C’est une belle illusion d’Africain africain de croire que les Africains américains sont nos frères. Ils le sont en tant qu’humains. Point. J’ai sollicité à deux reprises soit un renseignement, soit le secours du Bureau des affaires africaines américaines. On m’a froidement ignoré ou sèchement renvoyé au service international de l’université. Ne venant ni d’Iran ni de Corée du Nord, il n’est pas sûr que l’on me prenne au sérieux si je dis que je me sens un sous-étranger parce que je viens d’une dictature inconnue. Depuis mon arrivée aux Etats-Unis, je me suis plus senti en famille dans le département de français, très blanc, que dans toute réunion de Noirs.
Au début, tout à ma négritude, j’avais pris des responsabilités au sein d’une association d’Africains américains.
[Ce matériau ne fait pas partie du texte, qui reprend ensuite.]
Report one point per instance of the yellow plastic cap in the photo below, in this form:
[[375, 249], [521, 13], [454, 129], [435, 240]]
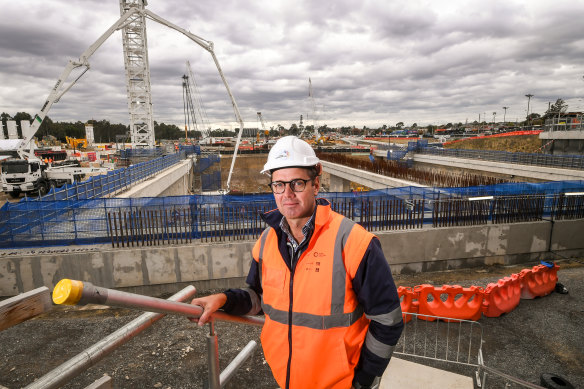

Il y a un fossé culturel qui fait que tout Camerounais, las, tient davantage du Français que de l’Africain américain !
Avancer sans oublier de vivre
Je me suis retrouvé par hasard à faire simultanément deux doctorats. Déjà, faire un doctorat, c’est une folie ; en essayer deux n’est que pur désespoir. Il s’est juste passé que toutes les candidatures que j’avais déposées (en Suisse, en France et aux Etats-Unis) avaient été acceptées. Et je m’inscrivais à tour de bras : le premier réflexe quand on sort de la précarité, c’est l’accumulation. L’offre américaine me garantissait, pensais-je, cinq ans de recherche sereine, quand en Suisse je n’étais pas sûr de voir mon contrat renouvelé. Et la France, elle, ne m’offrait rien sinon la gratuité : 300 euros de frais de scolarité pour une année doctorale, avec des soins gratuits y compris chez le dentiste. Peu cher mais, pour tout Africain, il faut vivre et faire vivre.
J’ai réorienté en deuxième année de thèse mes travaux. Et, après la signature d’une convention de codirection entre l’université de Lausanne et l’université de Grenoble-Alpes, j’avais trois affiliations. En Europe, j’étudie l’Afrique. En Amérique, j’étudie l’Europe. Quand la pression devenait trop forte aux Etats-Unis, je pensais : si je ne me sens plus heureux, j’abandonne. De toute manière, j’ai une thèse presque terminée à Lausanne. Et quand en Europe les choses se corsaient, je me disais : si ça continue j’arrête. Ainsi, plutôt que d’avoir deux fardeaux, j’avais deux béquilles, des ressources alternatives pour avancer sans oublier de vivre.
Vivre pour moi, c’est écrire. Travailler, c’est cela être un Camerounais : donner plus, recevoir moins, se battre jusqu’au sang, arracher avec ses dents chaque réussite, en y laissant parfois des plumes. Rendu aux étapes finales de mes thèses européenne et américaine, je pense à mes modèles francophones : Nganang, Mabanckou, Ekotto, Bachir Diagne, Dongala, Waberi. Qui ont chacun leur histoire de la douleur. Si Hannibal avait conquis Rome, la face de l’Afrique eût à jamais été changée. L’Amérique, c’est la nouvelle Rome, je vais la conquérir. Et en français ! Carthage s’était contentée d’être belle, alors que Rome fomentait sa chute : comme un usage établi de faire profil bas et de raser les murs.
Eric Essono Tsimi est un écrivain camerounais, boursier du Centre national du livre (CNL) et doctorant des universités de Virginie (Etats-Unis), de Grenoble-Alpes et de Lausanne (Suisse).